BTW, we can even take out the @Produces(H.MediaType.JSON) line if the test spec accepted and fixed this issue

Where is the code support CORS

It is required by TodoBackend that showcase application must enable CORS. Thus we see the code like the following:

From Java 8 with Spring 4 Boot

public void doFilter(ServletRequest req, ServletResponse res, FilterChain chain) throws IOException, ServletException {
    HttpServletResponse response = (HttpServletResponse) res;
    response.setHeader("Access-Control-Allow-Origin", "*");
    response.setHeader("Access-Control-Allow-Methods", "POST, GET, OPTIONS, DELETE, PATCH");
    response.setHeader("Access-Control-Max-Age", "3600");
    response.setHeader("Access-Control-Allow-Headers", "x-requested-with, origin, content-type, accept");
    chain.doFilter(req, res);

Or from Vert.x and PostgreSQL

// CORS enabling

Or from Java with Dropwizard

private void addCorsHeader(Environment environment) {
    FilterRegistration.Dynamic filter = environment.servlets().addFilter("CORS", CrossOriginFilter.class);
    filter.addMappingForUrlPatterns(EnumSet.allOf(DispatcherType.class), true, "/*");
    filter.setInitParameter("allowedOrigins", "*");
    filter.setInitParameter("allowedMethods", "GET,PUT,POST,DELETE,OPTIONS,HEAD,PATCH");

However we don't see any of these CORS relevant code in the ActFramework implementation.

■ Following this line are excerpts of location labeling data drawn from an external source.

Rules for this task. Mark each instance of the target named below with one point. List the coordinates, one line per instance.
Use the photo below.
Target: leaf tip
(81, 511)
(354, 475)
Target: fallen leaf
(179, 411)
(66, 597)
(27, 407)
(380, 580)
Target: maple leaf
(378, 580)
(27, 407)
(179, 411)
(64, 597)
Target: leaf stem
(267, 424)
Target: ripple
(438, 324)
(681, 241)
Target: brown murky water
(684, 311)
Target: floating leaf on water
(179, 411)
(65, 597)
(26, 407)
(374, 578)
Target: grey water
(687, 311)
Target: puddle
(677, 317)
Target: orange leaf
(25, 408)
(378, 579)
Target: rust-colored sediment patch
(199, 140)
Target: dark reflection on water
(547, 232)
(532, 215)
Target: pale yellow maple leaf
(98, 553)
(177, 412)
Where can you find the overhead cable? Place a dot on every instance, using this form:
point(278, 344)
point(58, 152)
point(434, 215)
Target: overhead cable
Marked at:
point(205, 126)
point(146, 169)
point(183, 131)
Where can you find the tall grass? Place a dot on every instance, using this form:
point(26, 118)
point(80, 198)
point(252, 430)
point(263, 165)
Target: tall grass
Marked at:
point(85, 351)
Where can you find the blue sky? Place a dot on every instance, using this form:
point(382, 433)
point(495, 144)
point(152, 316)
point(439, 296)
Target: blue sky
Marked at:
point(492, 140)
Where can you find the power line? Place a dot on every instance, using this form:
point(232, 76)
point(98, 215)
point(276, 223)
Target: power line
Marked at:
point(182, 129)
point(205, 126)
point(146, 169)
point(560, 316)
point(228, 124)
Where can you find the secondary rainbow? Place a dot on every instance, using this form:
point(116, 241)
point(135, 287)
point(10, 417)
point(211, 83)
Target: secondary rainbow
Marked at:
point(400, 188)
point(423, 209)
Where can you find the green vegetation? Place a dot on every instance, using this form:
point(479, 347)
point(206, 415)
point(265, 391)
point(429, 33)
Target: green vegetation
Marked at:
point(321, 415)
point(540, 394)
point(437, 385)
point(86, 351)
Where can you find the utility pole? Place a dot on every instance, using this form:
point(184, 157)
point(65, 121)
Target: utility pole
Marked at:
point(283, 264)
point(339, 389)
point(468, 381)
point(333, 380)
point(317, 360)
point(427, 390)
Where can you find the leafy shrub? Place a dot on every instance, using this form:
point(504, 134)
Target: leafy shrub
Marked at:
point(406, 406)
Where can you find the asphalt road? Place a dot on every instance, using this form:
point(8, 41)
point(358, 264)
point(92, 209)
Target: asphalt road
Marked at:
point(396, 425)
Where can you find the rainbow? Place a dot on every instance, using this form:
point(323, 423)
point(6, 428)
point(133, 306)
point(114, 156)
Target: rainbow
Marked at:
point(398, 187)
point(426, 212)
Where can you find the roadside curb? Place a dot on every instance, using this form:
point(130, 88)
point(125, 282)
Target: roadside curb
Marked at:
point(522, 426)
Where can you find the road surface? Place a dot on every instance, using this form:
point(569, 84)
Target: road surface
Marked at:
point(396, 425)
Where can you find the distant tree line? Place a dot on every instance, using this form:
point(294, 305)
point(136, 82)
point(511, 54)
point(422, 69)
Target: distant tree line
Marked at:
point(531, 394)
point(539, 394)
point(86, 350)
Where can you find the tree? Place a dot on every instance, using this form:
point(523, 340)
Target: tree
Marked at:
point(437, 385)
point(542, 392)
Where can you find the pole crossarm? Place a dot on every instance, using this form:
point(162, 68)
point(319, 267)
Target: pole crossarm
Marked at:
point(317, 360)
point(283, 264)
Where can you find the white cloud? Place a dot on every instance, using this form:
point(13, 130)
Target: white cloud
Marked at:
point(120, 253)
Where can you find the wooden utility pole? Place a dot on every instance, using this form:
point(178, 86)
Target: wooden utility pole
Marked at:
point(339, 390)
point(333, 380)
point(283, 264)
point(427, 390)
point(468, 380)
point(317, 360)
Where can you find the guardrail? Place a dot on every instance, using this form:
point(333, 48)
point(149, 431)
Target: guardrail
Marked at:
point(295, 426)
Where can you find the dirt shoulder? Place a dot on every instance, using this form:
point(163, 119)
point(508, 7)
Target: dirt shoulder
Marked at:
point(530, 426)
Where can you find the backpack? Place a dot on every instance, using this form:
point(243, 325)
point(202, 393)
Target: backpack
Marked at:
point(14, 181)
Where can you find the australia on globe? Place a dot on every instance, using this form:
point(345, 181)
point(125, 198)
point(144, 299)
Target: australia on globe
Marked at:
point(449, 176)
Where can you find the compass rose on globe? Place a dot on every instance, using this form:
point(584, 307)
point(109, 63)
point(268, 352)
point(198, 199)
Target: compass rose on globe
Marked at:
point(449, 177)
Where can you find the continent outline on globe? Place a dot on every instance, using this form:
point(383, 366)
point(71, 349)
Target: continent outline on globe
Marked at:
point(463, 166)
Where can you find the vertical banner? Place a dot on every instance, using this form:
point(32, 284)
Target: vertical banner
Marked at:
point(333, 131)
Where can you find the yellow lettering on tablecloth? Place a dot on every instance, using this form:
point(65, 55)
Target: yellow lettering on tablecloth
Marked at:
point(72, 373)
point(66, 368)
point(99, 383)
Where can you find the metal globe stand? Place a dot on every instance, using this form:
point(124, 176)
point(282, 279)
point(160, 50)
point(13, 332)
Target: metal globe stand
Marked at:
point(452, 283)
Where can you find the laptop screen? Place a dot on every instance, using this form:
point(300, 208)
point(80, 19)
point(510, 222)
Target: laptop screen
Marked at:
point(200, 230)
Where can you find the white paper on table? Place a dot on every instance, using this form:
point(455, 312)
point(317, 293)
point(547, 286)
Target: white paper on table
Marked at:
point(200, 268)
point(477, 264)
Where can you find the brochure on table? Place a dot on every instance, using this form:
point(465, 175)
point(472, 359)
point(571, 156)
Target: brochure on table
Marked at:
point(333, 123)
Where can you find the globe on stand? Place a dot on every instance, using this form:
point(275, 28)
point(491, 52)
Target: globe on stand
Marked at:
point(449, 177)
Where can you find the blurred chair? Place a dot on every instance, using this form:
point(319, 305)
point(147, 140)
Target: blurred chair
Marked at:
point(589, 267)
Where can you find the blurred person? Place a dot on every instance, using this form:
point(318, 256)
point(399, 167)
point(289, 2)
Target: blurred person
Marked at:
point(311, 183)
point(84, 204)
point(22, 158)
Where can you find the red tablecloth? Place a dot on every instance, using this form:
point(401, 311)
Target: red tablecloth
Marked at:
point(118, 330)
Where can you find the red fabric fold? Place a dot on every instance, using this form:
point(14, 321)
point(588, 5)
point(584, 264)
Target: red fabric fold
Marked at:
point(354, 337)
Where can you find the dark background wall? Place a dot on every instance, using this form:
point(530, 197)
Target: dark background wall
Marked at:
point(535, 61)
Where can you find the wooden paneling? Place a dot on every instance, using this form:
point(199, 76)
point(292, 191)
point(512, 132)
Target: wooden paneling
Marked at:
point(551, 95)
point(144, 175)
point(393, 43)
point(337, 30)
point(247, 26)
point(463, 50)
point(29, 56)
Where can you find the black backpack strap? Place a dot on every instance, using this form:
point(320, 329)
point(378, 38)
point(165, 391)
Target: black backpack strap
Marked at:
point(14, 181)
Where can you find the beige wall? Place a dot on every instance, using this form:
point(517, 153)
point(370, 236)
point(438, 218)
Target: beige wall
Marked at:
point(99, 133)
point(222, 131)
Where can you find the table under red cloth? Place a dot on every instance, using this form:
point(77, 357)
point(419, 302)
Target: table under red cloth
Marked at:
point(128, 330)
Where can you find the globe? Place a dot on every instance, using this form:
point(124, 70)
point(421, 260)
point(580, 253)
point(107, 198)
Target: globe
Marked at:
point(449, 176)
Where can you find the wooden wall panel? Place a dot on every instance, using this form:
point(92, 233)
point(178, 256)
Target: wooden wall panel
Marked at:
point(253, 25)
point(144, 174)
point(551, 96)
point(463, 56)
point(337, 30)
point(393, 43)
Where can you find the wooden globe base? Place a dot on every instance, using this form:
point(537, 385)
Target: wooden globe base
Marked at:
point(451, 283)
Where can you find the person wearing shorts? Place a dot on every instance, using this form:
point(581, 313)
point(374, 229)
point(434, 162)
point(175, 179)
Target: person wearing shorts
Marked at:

The only thing we've done is add cors=true in the config file This is another cool stuff about Act, it integrates utilities supporting common features in a web app including CORS, CSRF etc.

In summary, ActFramework provides a flexible and powerful infrastructure that support creating RESTful service in a much simpler way. With ActFramework the developer just need to focus on business logic, not plumbing.